DoL Overtime Suggestions Criticized

January 7, 2004 (PLANSPONSOR.com)—Democratic presidential candidates criticized the US Department of Labor's (DoL) proposal in which it offered employers ways to escape paying overtime wages to newly eligible employees if the revised regulations do go into effect as anticipated.
Democratic presidential hopefuls Wednesday used the DoL proposal to criticize the Bush administration’s policies and to suggest what changes should be made. Connecticut Senator Joe Lieberman claimed this showed that Bush is dedicated to making life more difficult for working families, the Associated Press said.

>Senator John Kerry of Massachusetts said through offering the employers ways to avoid paying overtime wages, the administration is showing corporations how they can circumvent the system and not properly pay workers their earned wages, the AP reported.   

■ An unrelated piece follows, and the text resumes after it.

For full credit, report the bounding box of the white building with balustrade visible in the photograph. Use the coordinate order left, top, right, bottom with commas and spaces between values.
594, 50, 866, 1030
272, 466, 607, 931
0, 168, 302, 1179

>Senator John Edwards from North Carolina said this was an example of how workers need to be represented by a president who fights for their rights and not a president who works against them, in favor of big business.

>By issuing the guidelines, the DoL has made the latest move in the chess match between the Bush administration and the labor unions in the president’s attempt to revise the 1938 Fair Labor Standards Act (FLSA) (see  DoL Offers Companies Ways Around Overtime Payments ). 

>Ways cited by the DoL to cut costs were cut workers’ hourly wages and add the overtime to equal the original salary, raise salaries to the new $22,100 annual threshold, making them ineligible, or simply adhering to a 40-hour work week.

>The changes to the FLSA were proposed last March, and despite continued controversy, the DoL has said it will issue a final ruling this March.